本文将试验在虚拟机上用CentOS8.1系统搭建典型的K8s集群(1Master + 2Worker)K8s版本1.19.4-0

以下内容如没有特别说明,意味着所有参与集群的服务器都要配置。

1. 环境准备

本次搭建用了三台vmware虚拟机,操作系统全部安装centos8.1

# uname -a
Linux nsk8s210 4.18.0-147.el8.x86_64 #1 SMP Wed Dec 4 21:51:45 UTC 2019 x86_64 x86_64 x86_64 GNU/Linux

# 修改三台机器的 /etc/hosts
192.168.139.11 k8smaster11	# Master
192.168.139.12 k8snode12	# Node1
192.168.139.13 k8snode13	# Node2

系统默认有很多源,我们都删掉,以后需要就逐个添加国内的源方便下载包。删完之后首先加的第一个是系统源

cd /etc/yum.repos.d
rm -rf *

wget -O /etc/yum.repos.d/CentOS-Base.repo http://mirrors.aliyun.com/repo/Centos-8.repo
yum -y install epel-release	# 很多包都找不到,需要启动EPEL源
yum makecache 				# 重建源上所有的缓存

chrony同步时间

yum install -y chrony
sed -i -e '/^server/s/^/#/' -e '1a server ntp.aliyun.com iburst' /etc/chrony.conf
systemctl start chronyd.service
systemctl enable chronyd.service
timedatectl set-timezone Asia/Shanghai
timedatectl set-local-rtc 0 # 保存当前时间
timedatectl

关闭Swap

  • 暂时关闭 使用命令sudo swapoff -a,但是重启之后会生效,这会导致k8s无法正常运行。
  • 永久关闭,vi /etc/fstab将有swap 那行注释掉,保存即可。
1
2
3
4
# 如果普通方式无法禁用 swap ,就用下面这句
systemctl mask dev-sdXX.swap
# 取消禁用可以
systemctl unmask dev-sdXX.swap

swap是啥?它是系统的交换分区,就是windows上常说的虚拟内存。当系统内存不足的时候,会将一部分硬盘空间虚拟成内存使用。那为什么K8S需要将其关掉呢?其实是为了性能考虑,因为虚拟内存慢很多,K8S希望所有的服务都不应该超过集群或节点CPU和内存的限制。
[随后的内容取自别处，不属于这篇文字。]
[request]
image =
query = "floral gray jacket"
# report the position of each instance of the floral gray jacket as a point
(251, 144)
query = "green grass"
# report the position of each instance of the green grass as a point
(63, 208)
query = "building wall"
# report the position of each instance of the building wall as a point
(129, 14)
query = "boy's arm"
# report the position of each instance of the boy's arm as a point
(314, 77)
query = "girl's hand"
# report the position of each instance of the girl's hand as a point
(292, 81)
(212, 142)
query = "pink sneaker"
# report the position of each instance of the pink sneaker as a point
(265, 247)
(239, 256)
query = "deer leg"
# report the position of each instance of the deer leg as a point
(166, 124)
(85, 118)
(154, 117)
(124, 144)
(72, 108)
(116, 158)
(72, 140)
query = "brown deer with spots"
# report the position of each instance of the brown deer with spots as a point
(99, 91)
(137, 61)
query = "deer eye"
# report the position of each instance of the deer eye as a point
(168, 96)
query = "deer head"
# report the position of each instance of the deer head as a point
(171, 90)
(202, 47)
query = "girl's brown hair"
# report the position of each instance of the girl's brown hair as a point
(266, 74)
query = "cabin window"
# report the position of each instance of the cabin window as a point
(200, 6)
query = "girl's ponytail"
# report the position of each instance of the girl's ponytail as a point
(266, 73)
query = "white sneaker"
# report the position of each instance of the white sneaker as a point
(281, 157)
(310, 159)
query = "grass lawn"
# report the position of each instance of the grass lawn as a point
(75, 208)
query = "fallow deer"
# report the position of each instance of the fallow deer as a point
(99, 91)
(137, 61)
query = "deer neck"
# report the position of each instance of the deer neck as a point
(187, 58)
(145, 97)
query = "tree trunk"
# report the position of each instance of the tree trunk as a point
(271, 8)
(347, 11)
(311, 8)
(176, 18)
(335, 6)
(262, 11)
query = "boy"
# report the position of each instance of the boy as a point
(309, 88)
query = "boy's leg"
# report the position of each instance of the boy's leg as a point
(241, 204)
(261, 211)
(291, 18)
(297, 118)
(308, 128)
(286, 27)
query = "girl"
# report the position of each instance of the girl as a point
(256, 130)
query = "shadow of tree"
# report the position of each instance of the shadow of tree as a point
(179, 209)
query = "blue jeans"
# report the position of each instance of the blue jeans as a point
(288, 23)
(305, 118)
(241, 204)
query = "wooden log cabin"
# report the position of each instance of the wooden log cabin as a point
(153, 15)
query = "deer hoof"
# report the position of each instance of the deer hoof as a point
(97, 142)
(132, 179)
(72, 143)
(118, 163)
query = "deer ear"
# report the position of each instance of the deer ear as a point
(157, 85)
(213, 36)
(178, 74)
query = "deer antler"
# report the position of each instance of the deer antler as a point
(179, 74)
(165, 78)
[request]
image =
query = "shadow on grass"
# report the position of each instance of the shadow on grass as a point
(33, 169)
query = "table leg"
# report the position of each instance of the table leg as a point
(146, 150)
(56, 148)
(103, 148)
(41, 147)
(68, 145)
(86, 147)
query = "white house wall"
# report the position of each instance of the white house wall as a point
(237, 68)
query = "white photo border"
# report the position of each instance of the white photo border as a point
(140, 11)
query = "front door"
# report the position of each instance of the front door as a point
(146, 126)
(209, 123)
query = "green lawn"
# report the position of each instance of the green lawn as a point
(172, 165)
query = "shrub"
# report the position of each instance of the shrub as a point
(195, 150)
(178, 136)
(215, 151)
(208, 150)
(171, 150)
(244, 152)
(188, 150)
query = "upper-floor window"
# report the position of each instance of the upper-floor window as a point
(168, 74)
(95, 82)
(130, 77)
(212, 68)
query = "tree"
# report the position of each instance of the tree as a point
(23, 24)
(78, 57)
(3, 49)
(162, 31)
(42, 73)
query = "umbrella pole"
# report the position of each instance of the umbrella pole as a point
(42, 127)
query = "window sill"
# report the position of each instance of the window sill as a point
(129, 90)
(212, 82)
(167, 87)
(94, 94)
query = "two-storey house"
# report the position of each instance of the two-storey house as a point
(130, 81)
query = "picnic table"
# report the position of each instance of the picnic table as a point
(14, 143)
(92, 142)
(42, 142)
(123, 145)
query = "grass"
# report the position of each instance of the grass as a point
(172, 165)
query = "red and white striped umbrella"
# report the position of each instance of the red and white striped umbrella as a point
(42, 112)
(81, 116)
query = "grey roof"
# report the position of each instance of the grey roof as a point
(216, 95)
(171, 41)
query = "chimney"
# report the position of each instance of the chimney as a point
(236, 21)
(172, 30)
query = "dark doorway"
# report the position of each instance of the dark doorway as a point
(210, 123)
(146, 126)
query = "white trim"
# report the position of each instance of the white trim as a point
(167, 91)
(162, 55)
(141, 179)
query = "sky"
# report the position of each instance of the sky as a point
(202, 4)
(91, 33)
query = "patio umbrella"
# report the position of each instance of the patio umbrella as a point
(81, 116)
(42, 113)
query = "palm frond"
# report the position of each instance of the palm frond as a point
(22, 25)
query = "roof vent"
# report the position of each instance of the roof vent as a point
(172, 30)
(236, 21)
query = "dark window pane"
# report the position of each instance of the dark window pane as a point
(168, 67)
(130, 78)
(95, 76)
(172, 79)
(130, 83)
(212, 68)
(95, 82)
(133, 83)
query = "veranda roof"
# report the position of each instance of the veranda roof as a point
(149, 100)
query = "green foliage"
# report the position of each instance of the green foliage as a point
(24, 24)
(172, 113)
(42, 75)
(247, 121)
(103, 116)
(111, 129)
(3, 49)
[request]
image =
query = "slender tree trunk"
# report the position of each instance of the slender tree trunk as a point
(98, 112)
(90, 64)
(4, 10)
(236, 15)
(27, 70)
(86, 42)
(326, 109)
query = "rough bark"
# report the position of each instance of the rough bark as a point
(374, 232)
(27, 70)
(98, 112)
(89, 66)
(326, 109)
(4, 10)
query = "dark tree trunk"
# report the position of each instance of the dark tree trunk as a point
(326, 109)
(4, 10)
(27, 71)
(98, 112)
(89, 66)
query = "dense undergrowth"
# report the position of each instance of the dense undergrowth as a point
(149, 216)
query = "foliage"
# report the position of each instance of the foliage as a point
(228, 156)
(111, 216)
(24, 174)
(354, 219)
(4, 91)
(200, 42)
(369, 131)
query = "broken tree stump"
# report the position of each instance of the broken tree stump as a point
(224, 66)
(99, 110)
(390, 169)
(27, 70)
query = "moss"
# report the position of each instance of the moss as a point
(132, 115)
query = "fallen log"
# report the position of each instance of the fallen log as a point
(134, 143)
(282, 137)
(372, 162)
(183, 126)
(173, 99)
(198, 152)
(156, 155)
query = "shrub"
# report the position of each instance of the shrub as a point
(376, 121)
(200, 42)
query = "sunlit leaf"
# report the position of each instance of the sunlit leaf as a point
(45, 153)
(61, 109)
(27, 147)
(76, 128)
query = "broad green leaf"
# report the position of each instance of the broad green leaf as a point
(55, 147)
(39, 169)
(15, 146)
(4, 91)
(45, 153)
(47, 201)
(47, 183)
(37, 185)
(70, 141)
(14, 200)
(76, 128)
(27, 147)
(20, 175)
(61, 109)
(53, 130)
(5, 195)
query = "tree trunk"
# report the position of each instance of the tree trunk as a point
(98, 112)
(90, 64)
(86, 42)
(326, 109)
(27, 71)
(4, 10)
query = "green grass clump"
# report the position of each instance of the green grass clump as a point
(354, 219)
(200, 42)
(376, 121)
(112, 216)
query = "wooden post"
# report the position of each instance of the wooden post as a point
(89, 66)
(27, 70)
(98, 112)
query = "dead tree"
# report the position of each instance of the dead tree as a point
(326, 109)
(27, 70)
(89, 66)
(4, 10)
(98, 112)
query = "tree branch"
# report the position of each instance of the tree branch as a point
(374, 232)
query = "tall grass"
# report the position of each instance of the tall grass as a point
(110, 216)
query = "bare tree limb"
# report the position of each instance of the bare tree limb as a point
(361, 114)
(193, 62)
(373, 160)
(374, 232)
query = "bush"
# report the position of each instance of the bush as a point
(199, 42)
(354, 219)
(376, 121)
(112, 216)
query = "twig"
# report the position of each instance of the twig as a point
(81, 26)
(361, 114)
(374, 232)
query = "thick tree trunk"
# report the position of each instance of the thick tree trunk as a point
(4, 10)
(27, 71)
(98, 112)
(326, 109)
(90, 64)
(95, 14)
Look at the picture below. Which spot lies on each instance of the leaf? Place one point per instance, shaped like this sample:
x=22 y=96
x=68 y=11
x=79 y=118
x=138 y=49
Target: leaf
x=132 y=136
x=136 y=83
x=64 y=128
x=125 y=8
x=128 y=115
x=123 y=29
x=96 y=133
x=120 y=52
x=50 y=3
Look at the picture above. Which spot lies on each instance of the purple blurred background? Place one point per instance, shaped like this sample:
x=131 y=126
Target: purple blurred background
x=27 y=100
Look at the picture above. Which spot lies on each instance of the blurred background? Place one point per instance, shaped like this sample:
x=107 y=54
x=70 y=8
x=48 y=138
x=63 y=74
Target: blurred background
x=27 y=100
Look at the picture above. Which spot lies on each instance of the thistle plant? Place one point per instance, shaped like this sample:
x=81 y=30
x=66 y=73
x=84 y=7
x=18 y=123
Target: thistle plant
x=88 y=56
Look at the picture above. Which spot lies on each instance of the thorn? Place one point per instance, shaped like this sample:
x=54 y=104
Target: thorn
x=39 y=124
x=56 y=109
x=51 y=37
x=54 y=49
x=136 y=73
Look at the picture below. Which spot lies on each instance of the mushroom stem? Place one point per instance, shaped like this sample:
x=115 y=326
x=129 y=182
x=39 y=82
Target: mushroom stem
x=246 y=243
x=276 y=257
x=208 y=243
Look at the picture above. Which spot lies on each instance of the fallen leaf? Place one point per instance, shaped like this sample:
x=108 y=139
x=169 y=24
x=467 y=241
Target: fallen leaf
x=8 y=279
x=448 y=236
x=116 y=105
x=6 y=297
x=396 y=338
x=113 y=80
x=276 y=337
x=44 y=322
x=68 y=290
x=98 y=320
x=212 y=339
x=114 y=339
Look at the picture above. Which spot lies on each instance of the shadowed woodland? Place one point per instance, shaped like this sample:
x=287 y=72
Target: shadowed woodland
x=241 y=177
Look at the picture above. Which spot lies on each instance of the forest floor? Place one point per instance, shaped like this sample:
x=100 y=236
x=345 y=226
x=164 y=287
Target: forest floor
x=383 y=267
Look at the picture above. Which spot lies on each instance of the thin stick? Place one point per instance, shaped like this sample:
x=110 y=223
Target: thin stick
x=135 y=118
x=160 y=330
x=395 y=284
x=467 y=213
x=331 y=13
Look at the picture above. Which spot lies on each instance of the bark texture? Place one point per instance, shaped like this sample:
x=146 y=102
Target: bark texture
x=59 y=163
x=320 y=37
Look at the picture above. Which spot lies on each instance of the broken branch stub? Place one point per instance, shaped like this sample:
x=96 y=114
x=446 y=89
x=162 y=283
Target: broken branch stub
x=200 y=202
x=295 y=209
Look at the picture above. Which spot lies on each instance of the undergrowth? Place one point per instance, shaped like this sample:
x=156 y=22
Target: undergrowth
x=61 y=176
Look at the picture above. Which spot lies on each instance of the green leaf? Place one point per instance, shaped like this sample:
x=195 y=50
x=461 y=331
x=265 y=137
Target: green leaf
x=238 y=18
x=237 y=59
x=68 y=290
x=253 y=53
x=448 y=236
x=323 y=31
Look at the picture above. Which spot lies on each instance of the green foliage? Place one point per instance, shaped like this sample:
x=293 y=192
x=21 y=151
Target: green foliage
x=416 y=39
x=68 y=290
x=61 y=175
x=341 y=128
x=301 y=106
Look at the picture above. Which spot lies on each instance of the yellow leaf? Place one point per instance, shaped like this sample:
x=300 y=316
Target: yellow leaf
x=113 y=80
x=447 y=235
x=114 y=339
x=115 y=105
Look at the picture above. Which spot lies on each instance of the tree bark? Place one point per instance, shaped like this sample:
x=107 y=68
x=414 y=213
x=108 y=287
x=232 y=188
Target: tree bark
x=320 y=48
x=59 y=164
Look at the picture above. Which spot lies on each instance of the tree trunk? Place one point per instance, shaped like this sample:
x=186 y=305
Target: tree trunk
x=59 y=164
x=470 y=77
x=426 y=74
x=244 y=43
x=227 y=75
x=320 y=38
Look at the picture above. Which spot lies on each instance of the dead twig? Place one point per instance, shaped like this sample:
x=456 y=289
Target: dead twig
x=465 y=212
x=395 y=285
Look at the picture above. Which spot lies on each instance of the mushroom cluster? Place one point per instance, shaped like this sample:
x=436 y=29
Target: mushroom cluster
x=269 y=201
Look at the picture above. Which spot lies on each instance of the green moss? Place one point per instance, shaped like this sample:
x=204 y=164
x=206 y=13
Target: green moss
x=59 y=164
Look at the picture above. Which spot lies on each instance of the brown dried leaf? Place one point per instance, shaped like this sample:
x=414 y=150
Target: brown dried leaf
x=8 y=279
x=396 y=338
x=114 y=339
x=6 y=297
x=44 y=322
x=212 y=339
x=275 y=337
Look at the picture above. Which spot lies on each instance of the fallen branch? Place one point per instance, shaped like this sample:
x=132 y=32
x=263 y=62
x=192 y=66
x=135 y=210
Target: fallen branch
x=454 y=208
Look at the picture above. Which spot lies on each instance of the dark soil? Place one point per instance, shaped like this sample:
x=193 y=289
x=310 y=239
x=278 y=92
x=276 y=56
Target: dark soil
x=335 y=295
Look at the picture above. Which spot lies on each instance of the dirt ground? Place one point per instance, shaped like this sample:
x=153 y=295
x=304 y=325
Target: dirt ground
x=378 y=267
接下来要关闭系统防火墙、SElinux等,限制太多问题就变复杂了;这是常规操作,不细说。

安装Docker

参考以前的安装介绍:/2020/11/30113656-docker-cmd.html

配置内核参数

# 配置sysctl内核参数
$ cat > /etc/sysctl.conf <<EOF
vm.max_map_count=262144
net.ipv4.ip_forward = 1
net.bridge.bridge-nf-call-ip6tables = 1
net.bridge.bridge-nf-call-iptables = 1
EOF
$ sysctl -p

# 配置iptable
vi /etc/sysctl.d/k8s.conf
net.bridge.bridge-nf-call-ip6tables = 1
net.bridge.bridge-nf-call-iptables = 1
vm.swappiness=0
# 保存后执行
sysctl --system

# 开启 ipvs
yum install -y nfs-utils ipset ipvsadm # 安装ipvs支持
# 配置
cat > /etc/sysconfig/modules/ipvs.modules <<EOF
#!/bin/bash
modprobe -- ip_vs
modprobe -- ip_vs_rr
modprobe -- ip_vs_wrr
modprobe -- ip_vs_sh
modprobe -- nf_conntrack_ipv4
EOF
# 执行下面三条
chmod 755 /etc/sysconfig/modules/ipvs.modules
bash /etc/sysconfig/modules/ipvs.modules 
# 检查
lsmod | grep -e ip_vs -e nf_conntrack_ipv4

# 加载 br_netfilter 模块
[root@nsk8s210 home]# modprobe br_netfilter

# 查看是否加载
[root@nsk8s210 home]# lsmod | grep br_netfilter
br_netfilter           24576  0
bridge                192512  1 br_netfilter

服务器互信(非必须)

# 配置ssh互信,那么节点之间就能无密访问,方便日后执行自动化部署
ssh-keygen # 每台机器执行这个命令, 一路回车即可
cd /root/.ssh/
mv id_rsa.pub id_rsa.pub.11
scp -P xxx ip.pub.11 root@192.168.139.11:/root/.ssh/
scp -P xxx ip.pub.11 root@192.168.139.12:/root/.ssh/

# 每台节点执行
cd /root/.ssh/
cat id_rsa.pub.11 >> authorized_keys

安装 kubeadm kubelet kubectl

所有节点都需要安装这三个工具,k8s的官方源:https://packages.cloud.google.com/yum/repos/kubernetes-el7-x86_64 ,国内无法访问,找万能的阿里爸爸

# cd /etc/yum.repos.d
# vi k8s.repo
# 加入下面的几行,保存退出
[kubernetes]
name=Kubernetes
baseurl=http://mirrors.aliyun.com/kubernetes/yum/repos/kubernetes-el7-x86_64
enabled=1
gpgcheck=1
repo_gpgcheck=1
gpgkey=https://mirrors.aliyun.com/kubernetes/yum/doc/yum-key.gpg \
	https://mirrors.aliyun.com/kubernetes/yum/doc/rpm-package-key.gpg

可以先查看下是否能找到相应的包,有的话直接安装

yum list |grep kubeadm	# 查看是否存在
yum install -y kubeadm	# 这一个命令就会安装kubeadm,kubelet,kubectl三个组件的最新版本
# 但是版本不一致常常出现些问题,最好还是指定版本
yum install -y kubelet-1.19.4 kubeadm-1.19.4 kubectl-1.19.4 --disableexcludes=kubernetes

# 如果安装失败,报不可信什么的错误,就重建一次源缓存。
yum clean all
yum makecache

安装完后发现我的版本是1.19.4-0,已经比较新了。而且上面一个命令很多包都一起装上了。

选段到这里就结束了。